Mi pareja me escuchó y respondió con serenidad:
—Haz lo que sientas que debes hacer. Lo demás ya no puedes controlarlo. La camarera hará lo que considere oportuno, pero lo importante es que tú hagas lo que te dicte la conciencia.
Me quedé pensando en sus palabras. Después llamé a la camarera, le expliqué dónde había encontrado el billete y se lo entregué. Unos diez minutos más tarde, se acercó a nuestra mesa.
—Acaba de llamar una señora —nos contó—. Estuvo aquí hace poco y quería saber si alguien había encontrado un billete de cincuenta euros.
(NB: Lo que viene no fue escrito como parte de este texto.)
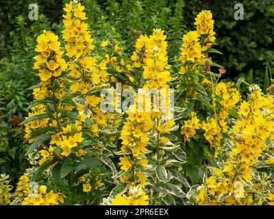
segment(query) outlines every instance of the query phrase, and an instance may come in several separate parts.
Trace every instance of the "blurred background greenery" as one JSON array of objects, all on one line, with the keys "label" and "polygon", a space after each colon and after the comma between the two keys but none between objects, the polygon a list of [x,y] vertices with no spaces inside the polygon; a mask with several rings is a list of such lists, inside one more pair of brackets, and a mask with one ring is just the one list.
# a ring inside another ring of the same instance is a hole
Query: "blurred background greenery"
[{"label": "blurred background greenery", "polygon": [[[0,7],[0,171],[16,181],[27,166],[22,155],[27,144],[20,121],[37,80],[33,74],[36,37],[43,29],[60,36],[62,8],[70,0],[1,0]],[[167,34],[170,60],[179,55],[184,33],[196,15],[210,10],[215,20],[214,62],[225,67],[226,77],[244,77],[249,83],[269,86],[274,64],[274,0],[242,0],[243,21],[234,18],[238,1],[82,0],[95,43],[115,38],[130,54],[140,34],[161,28]],[[29,4],[38,5],[38,20],[28,19]]]}]

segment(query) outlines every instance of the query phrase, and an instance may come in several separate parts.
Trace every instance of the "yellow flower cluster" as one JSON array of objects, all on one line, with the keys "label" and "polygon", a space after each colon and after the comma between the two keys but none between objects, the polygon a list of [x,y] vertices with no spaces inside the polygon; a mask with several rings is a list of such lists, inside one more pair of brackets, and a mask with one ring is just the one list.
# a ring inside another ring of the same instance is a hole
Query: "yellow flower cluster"
[{"label": "yellow flower cluster", "polygon": [[103,175],[103,173],[99,173],[98,171],[92,171],[81,177],[79,183],[83,184],[83,191],[89,192],[92,190],[97,190],[105,185],[102,179],[100,179],[100,177]]},{"label": "yellow flower cluster", "polygon": [[148,40],[149,38],[147,35],[140,35],[135,42],[135,51],[131,56],[131,60],[133,63],[130,69],[142,67],[144,64],[145,48]]},{"label": "yellow flower cluster", "polygon": [[[179,60],[185,63],[186,62],[201,62],[203,57],[201,51],[201,46],[199,42],[199,35],[196,31],[191,31],[184,35],[183,44],[182,45],[181,56]],[[186,71],[185,68],[181,70],[182,74]]]},{"label": "yellow flower cluster", "polygon": [[[229,157],[223,168],[214,168],[212,175],[206,180],[210,204],[262,205],[266,198],[270,204],[273,200],[273,190],[269,192],[267,183],[253,178],[258,174],[256,165],[263,162],[263,151],[268,150],[267,140],[274,139],[274,99],[264,96],[257,86],[251,90],[248,101],[242,101],[240,106],[240,118],[233,127],[234,147]],[[204,204],[201,200],[198,194],[197,201]]]},{"label": "yellow flower cluster", "polygon": [[9,205],[11,202],[12,186],[10,185],[9,176],[5,174],[0,175],[0,205]]},{"label": "yellow flower cluster", "polygon": [[212,14],[210,11],[203,10],[197,16],[195,23],[198,36],[206,35],[204,42],[203,50],[206,50],[211,47],[212,42],[216,40],[215,32],[213,31],[214,23]]},{"label": "yellow flower cluster", "polygon": [[29,194],[29,178],[27,175],[22,175],[19,178],[19,181],[16,185],[16,190],[15,194],[17,196],[27,196]]},{"label": "yellow flower cluster", "polygon": [[[148,163],[145,154],[147,153],[147,144],[149,140],[149,132],[153,127],[151,114],[146,112],[134,112],[132,110],[135,105],[132,105],[128,112],[128,122],[124,123],[124,126],[121,133],[120,138],[122,140],[121,152],[124,153],[123,157],[120,157],[121,170],[126,174],[121,178],[123,183],[130,179],[129,170],[135,168],[147,166]],[[132,157],[126,155],[130,154]],[[136,175],[137,179],[131,179],[132,183],[138,181],[142,185],[145,185],[147,177],[145,174]]]},{"label": "yellow flower cluster", "polygon": [[84,21],[87,18],[84,12],[84,6],[76,1],[72,1],[66,4],[64,10],[66,14],[63,16],[64,29],[62,32],[66,42],[66,54],[75,58],[68,63],[70,75],[75,79],[82,78],[82,80],[73,83],[71,89],[73,92],[79,92],[84,94],[91,88],[91,82],[99,84],[102,80],[107,81],[106,62],[102,62],[98,68],[97,58],[90,56],[95,46],[88,24]]},{"label": "yellow flower cluster", "polygon": [[191,119],[184,121],[184,125],[181,128],[181,133],[184,136],[184,140],[188,142],[195,136],[196,129],[199,129],[201,126],[195,112],[191,112],[190,118]]},{"label": "yellow flower cluster", "polygon": [[131,186],[127,195],[119,194],[112,199],[112,205],[148,205],[149,196],[140,185]]},{"label": "yellow flower cluster", "polygon": [[[49,152],[54,151],[56,147],[62,149],[60,155],[64,157],[68,156],[71,153],[75,153],[78,156],[81,156],[86,152],[83,150],[80,145],[83,142],[82,126],[77,121],[74,124],[68,124],[66,127],[62,127],[62,131],[51,136],[50,146]],[[40,151],[43,159],[48,159],[50,154],[47,151]]]},{"label": "yellow flower cluster", "polygon": [[[236,108],[240,96],[236,88],[229,88],[223,82],[216,85],[214,90],[215,94],[219,96],[218,98],[221,97],[221,99],[214,97],[214,103],[219,103],[219,112],[216,112],[216,114],[214,114],[207,122],[203,122],[201,128],[205,131],[203,136],[210,142],[210,146],[215,148],[216,157],[221,149],[220,141],[223,138],[223,133],[227,133],[228,131],[228,110]],[[217,105],[214,107],[216,108]]]},{"label": "yellow flower cluster", "polygon": [[64,195],[54,193],[52,190],[47,192],[46,185],[40,185],[38,191],[34,190],[22,201],[22,205],[58,205],[64,203]]},{"label": "yellow flower cluster", "polygon": [[[67,64],[62,58],[64,52],[60,50],[60,42],[56,35],[44,31],[44,33],[37,38],[37,42],[35,51],[39,52],[40,55],[34,57],[36,62],[34,69],[38,70],[38,75],[41,82],[40,88],[35,88],[34,94],[36,100],[41,100],[47,96],[52,95],[47,87],[62,75],[66,69]],[[62,87],[62,85],[60,86]],[[58,99],[61,99],[64,96],[63,93],[64,90],[60,89],[59,92],[55,92],[55,96]]]},{"label": "yellow flower cluster", "polygon": [[166,83],[171,78],[168,69],[166,36],[164,31],[153,29],[149,38],[147,38],[144,59],[142,78],[145,79],[144,88],[166,88]]}]

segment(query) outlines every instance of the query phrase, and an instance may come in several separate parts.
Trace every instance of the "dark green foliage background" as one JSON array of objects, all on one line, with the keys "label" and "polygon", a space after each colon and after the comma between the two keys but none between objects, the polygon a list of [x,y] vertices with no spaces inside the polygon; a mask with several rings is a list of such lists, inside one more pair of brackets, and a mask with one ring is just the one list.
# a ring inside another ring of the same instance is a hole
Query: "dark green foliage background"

Podremos devolvérselo.
En aquel momento comprendí que el billete no era lo más valioso que había encontrado aquella tarde. Mucho más importante había sido comprender que no siempre podemos controlar lo que los demás hacen con nuestros gestos. Solo podemos elegir qué hacer con aquello que llega a nuestras manos e intentar salir de cada decisión con la conciencia tranquila.